Location IRCM Auditorium110, avenue des Pins ouestMontréal, H2W 1R7
ContactChristine Matte, Faculty and Scientific Affairs Coordinator
Special Conference

David M. Walter

David M. Walter

How Cancers Rewire RNA Splicing to Sustain Oncogenic Signaling


David M. Walter, PhD
Research Fellow
Department of Medical Oncology
Dana-Farber Cancer Institute

Department of Genetics
Harvard Medical School
Boston, MA, USA
 

This conference is hosted by Mathieu Ferron, PhD, Director of the Molecular Physiology Research Unit.


About this conference
U2AF1S34F is one of the most common somatic amino acid substitutions in lung adenocarcinoma; however, the mechanism by which this splicing factor mutation contributes to lung cancer pathogenesis is not well understood. I have leveraged prime editing to institute U2AF1S34F mutations in A549 lung adenocarcinoma cells, and identified a novel alternative splicing event in KRAS, whereby exon 2 is skipped in ~20% of transcripts in KRASG12S-mutant A549 cells. This exon-skipping event results in a dysfunctional KRAS protein, ultimately reducing KRAS signaling and cell growth. However, KRAS exon 2 inclusion is restored upon U2AF1S34F mutation, leading to increased MAPK signaling and the positive selection of U2AF1S34F mutations in KRASG12S-mutant LUADs. I also discovered a similar phenomenon, whereby KRASQ61R and KRASQ61L mutations lead to KRAS exon 3 skipping, which restricts MAPK signaling. However, the acquisition of mutant U2AF1I24T rescues KRAS exon 3 inclusion, leading to a strong enrichment of U2AF1I24T mutations in pancreatic cancers with KRASQ61R or KRASQ61L mutations.
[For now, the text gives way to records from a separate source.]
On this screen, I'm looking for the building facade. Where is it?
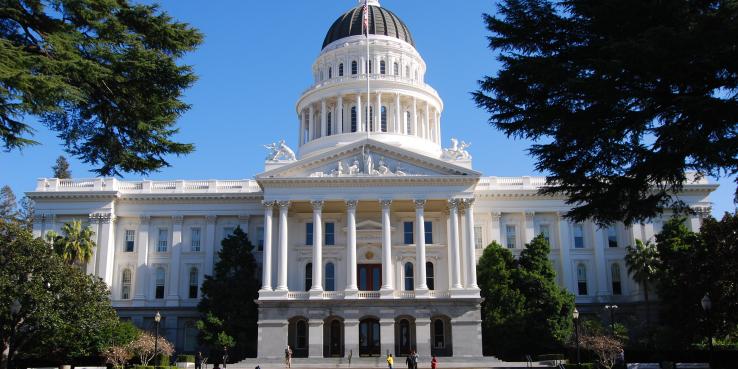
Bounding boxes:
[28,0,716,358]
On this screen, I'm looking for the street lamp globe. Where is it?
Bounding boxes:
[700,293,712,313]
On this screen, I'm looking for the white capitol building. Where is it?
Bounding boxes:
[28,0,717,359]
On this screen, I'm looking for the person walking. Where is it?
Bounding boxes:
[284,345,292,368]
[195,351,202,369]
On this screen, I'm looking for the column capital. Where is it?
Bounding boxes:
[346,200,359,211]
[310,200,325,211]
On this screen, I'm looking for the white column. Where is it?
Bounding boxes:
[395,92,402,133]
[558,213,576,293]
[204,215,217,275]
[133,215,151,305]
[336,95,343,134]
[356,92,364,132]
[413,97,420,136]
[310,201,324,298]
[415,200,428,296]
[448,199,462,290]
[374,92,382,132]
[261,201,274,292]
[320,99,328,137]
[346,200,359,293]
[167,215,184,306]
[380,200,394,296]
[275,201,290,292]
[464,199,479,289]
[308,104,315,142]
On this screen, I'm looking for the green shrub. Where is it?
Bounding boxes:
[177,355,195,363]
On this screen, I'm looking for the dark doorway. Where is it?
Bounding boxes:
[359,319,381,356]
[356,264,382,291]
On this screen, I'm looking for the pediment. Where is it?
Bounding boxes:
[257,139,480,179]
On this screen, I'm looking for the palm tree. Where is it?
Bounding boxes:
[625,239,659,334]
[46,220,95,265]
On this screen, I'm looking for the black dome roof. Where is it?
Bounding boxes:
[323,5,415,48]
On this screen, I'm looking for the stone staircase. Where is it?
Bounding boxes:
[228,356,554,369]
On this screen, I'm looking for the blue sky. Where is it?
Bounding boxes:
[0,0,735,215]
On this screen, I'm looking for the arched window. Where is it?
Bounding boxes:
[405,262,415,291]
[325,263,336,291]
[155,268,166,299]
[433,319,446,349]
[189,267,200,299]
[120,269,131,300]
[610,263,623,295]
[425,261,436,290]
[577,264,587,296]
[295,320,307,349]
[380,106,387,132]
[405,111,413,135]
[305,263,313,291]
[325,111,333,136]
[351,106,356,132]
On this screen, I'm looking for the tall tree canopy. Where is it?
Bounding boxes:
[0,0,202,175]
[197,227,260,360]
[477,236,574,359]
[474,0,738,224]
[51,155,72,179]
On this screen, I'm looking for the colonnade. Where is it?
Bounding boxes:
[261,199,478,298]
[298,91,441,146]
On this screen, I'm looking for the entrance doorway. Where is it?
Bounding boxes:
[359,319,381,356]
[356,264,382,291]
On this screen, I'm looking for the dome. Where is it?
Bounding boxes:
[323,5,415,48]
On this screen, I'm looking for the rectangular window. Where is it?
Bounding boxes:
[156,228,169,252]
[126,229,136,252]
[505,224,518,249]
[256,227,264,251]
[474,226,484,250]
[574,224,584,249]
[305,222,313,246]
[402,222,414,245]
[423,222,433,245]
[190,227,200,252]
[325,222,336,246]
[538,224,551,246]
[607,226,618,247]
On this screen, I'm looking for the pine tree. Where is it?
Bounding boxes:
[51,155,72,179]
[197,227,260,360]
[0,185,18,221]
[0,0,202,175]
[474,0,738,224]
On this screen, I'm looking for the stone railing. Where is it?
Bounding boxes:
[36,178,261,194]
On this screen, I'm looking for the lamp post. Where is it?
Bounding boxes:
[700,293,712,368]
[572,306,581,368]
[605,305,618,338]
[154,311,160,365]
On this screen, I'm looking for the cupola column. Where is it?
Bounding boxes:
[395,92,402,133]
[320,99,328,137]
[335,95,343,134]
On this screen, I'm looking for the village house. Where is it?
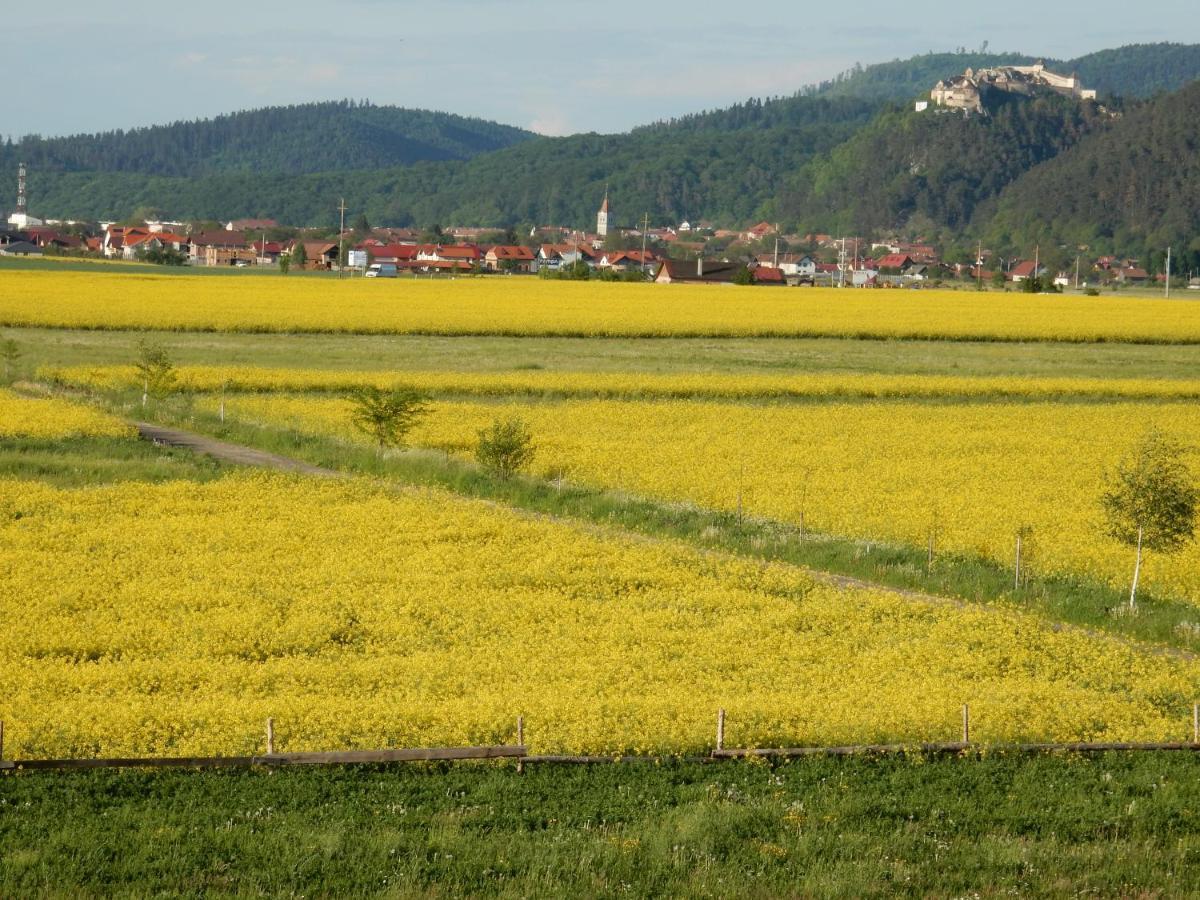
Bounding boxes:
[484,245,538,275]
[1117,265,1150,284]
[538,241,600,271]
[121,232,190,259]
[598,250,658,272]
[875,253,913,275]
[358,241,418,269]
[288,241,338,270]
[654,257,742,284]
[758,253,817,278]
[226,218,280,232]
[0,241,42,257]
[751,265,787,288]
[250,240,283,265]
[1008,259,1046,284]
[188,230,254,266]
[416,244,484,270]
[742,222,776,241]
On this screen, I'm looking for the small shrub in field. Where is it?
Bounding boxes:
[133,341,178,406]
[350,385,430,454]
[475,419,536,478]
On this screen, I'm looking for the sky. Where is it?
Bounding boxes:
[0,0,1200,138]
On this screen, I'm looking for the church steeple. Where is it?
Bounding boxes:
[596,185,612,238]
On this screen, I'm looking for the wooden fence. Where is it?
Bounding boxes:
[0,703,1200,773]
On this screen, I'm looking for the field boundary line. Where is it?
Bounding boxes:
[140,422,348,478]
[126,422,1200,661]
[0,745,528,770]
[0,742,1200,773]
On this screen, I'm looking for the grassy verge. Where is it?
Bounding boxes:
[0,754,1200,898]
[7,326,1200,378]
[129,410,1200,652]
[0,438,226,487]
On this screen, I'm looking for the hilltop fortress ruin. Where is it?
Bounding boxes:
[930,61,1096,115]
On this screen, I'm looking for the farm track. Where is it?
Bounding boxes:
[134,422,1198,660]
[134,422,347,478]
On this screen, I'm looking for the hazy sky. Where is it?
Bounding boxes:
[0,0,1200,136]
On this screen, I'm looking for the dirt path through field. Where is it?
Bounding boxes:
[136,422,1196,660]
[136,422,347,478]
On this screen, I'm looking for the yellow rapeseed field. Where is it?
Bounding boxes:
[0,271,1200,342]
[0,475,1200,758]
[204,396,1200,604]
[46,366,1200,400]
[0,389,133,438]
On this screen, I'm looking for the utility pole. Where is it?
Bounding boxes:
[642,212,650,278]
[337,197,346,272]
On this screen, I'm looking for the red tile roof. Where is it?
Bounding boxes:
[486,245,536,263]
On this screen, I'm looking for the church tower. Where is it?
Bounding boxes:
[596,187,612,238]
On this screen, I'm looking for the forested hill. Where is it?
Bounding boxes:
[979,83,1200,265]
[9,44,1200,235]
[779,95,1108,240]
[805,43,1200,101]
[0,101,535,175]
[23,107,872,226]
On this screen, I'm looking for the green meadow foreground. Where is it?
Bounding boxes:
[0,755,1200,898]
[0,269,1200,898]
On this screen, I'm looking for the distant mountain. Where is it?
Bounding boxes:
[9,44,1200,256]
[977,83,1200,269]
[1063,43,1200,97]
[0,101,536,176]
[21,100,875,226]
[806,43,1200,101]
[779,95,1108,234]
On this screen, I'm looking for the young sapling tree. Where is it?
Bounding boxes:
[475,419,538,479]
[0,337,20,382]
[1100,428,1198,610]
[350,385,430,456]
[133,341,179,408]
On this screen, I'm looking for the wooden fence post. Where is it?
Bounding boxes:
[1013,532,1021,590]
[517,715,524,772]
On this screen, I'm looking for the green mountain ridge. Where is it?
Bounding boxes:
[0,101,536,175]
[9,44,1200,259]
[976,82,1200,271]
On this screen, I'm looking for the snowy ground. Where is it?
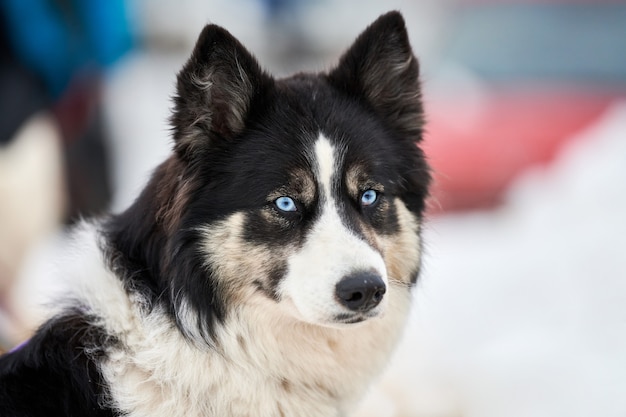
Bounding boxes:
[364,102,626,417]
[12,2,626,417]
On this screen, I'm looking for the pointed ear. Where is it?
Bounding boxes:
[171,25,272,157]
[328,12,424,141]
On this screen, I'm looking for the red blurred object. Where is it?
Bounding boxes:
[423,87,615,211]
[424,0,626,212]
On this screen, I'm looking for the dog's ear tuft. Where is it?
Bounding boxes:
[328,11,424,141]
[171,25,271,157]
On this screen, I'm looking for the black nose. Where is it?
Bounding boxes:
[335,272,385,311]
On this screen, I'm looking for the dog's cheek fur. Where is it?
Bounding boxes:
[200,212,288,305]
[380,198,422,285]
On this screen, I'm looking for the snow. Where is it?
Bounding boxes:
[364,102,626,417]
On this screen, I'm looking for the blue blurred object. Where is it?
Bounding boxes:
[0,0,132,97]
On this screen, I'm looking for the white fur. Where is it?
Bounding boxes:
[54,225,410,417]
[280,135,387,325]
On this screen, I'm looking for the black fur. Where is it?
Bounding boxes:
[0,310,116,417]
[0,12,430,417]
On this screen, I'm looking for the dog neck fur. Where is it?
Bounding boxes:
[61,225,410,417]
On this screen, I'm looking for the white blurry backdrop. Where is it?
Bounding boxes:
[4,0,626,417]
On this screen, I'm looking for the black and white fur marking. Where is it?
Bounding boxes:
[0,12,430,417]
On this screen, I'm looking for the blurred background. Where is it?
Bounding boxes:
[0,0,626,417]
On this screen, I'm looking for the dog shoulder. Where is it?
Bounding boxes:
[0,308,116,417]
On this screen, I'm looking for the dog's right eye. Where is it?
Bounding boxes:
[274,196,298,211]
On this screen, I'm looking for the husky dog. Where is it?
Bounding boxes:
[0,12,430,417]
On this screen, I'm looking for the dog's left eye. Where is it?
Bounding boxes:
[361,190,378,207]
[274,196,298,211]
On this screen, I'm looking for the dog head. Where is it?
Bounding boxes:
[107,12,430,338]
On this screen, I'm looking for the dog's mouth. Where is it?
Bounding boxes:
[333,310,378,325]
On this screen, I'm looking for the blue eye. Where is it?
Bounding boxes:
[361,190,378,207]
[274,197,298,211]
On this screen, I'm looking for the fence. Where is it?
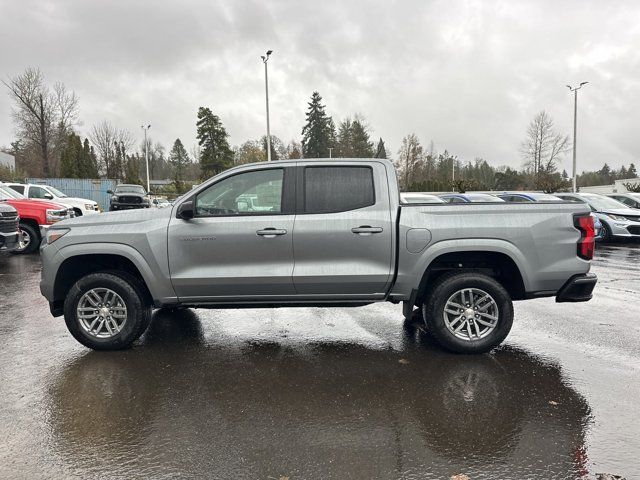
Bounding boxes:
[27,178,117,212]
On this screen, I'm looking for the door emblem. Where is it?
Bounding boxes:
[180,236,216,242]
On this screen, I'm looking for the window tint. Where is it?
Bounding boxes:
[304,167,375,213]
[195,168,284,217]
[29,187,48,198]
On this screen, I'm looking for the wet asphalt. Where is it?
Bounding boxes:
[0,243,640,480]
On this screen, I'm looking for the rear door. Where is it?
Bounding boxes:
[168,166,295,302]
[293,161,395,299]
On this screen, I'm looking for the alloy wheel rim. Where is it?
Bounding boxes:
[442,288,500,342]
[16,230,31,251]
[76,288,127,338]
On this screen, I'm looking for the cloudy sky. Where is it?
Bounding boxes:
[0,0,640,170]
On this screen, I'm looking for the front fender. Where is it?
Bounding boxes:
[42,242,176,304]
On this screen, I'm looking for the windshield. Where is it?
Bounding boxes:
[0,185,26,200]
[583,195,629,210]
[47,186,67,198]
[467,193,504,203]
[115,185,146,195]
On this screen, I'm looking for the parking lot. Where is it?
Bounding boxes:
[0,243,640,480]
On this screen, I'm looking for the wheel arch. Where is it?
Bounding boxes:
[53,249,158,304]
[415,249,526,305]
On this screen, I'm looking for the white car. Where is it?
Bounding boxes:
[5,183,100,217]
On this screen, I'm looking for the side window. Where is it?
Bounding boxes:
[29,187,47,198]
[195,168,284,217]
[304,167,375,213]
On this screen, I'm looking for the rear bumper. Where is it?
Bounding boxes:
[556,273,598,303]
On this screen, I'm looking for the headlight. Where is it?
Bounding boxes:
[47,209,68,223]
[47,228,70,245]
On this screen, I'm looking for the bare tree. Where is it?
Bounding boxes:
[520,110,569,174]
[396,133,424,190]
[89,120,135,179]
[2,67,78,177]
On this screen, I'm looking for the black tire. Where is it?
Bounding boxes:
[64,271,151,350]
[600,221,613,242]
[12,222,40,255]
[422,271,513,353]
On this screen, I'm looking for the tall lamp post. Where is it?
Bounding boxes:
[567,82,589,193]
[260,50,273,162]
[140,125,151,193]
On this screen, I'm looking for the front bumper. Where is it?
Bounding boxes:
[109,203,149,211]
[0,232,20,250]
[556,273,598,303]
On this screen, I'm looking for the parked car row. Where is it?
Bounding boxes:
[401,192,640,241]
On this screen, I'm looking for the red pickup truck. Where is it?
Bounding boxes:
[0,185,70,253]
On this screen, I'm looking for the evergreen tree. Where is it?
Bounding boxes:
[196,107,233,177]
[260,135,284,160]
[374,137,387,158]
[334,118,354,158]
[78,138,98,178]
[351,118,373,158]
[169,138,190,183]
[302,92,336,158]
[124,154,142,185]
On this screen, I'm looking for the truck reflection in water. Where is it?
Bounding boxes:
[49,310,590,479]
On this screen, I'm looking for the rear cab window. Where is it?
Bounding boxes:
[302,165,376,213]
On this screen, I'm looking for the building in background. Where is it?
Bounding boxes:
[0,152,16,170]
[580,178,640,194]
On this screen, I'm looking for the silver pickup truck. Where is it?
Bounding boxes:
[40,159,596,353]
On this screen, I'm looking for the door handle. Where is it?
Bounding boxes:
[256,227,287,238]
[351,225,384,235]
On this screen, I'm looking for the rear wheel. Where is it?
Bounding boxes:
[422,272,513,353]
[64,272,151,350]
[13,223,40,254]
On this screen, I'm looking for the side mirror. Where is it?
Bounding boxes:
[176,201,194,220]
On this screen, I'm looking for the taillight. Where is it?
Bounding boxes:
[573,215,596,260]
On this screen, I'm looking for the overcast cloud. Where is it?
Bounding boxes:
[0,0,640,171]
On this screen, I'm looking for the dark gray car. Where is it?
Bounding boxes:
[107,183,151,212]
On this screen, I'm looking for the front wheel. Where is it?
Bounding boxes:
[12,223,40,254]
[64,272,151,350]
[422,272,513,353]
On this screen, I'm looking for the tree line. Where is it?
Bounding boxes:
[0,68,637,192]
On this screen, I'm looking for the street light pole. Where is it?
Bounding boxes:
[140,125,151,193]
[567,82,589,193]
[260,50,273,162]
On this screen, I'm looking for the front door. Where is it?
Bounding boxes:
[168,167,295,302]
[293,161,394,300]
As such, my research has described a novel mechanism for the positive selection of splicing factor mutations in solid tumors: correcting splicing defects that arise inadvertently due to oncogenic mutations.

About David M. Walter
Dr. David Walter is originally from Toronto and obtained his Bachelor of Science from Queen’s University. He then went on to perform his PhD training in the laboratory of Dr. David Feldser at the University of Pennsylvania. There he used genetically engineered mouse models to study tumour suppressor functions in lung adenocarcinoma. He is currently a Damon Runyon Fellow in the laboratory of Dr. Matthew Meyerson at Dana-Farber Cancer Institute, where he is investigating the role of splicing factor mutations in solid tumours.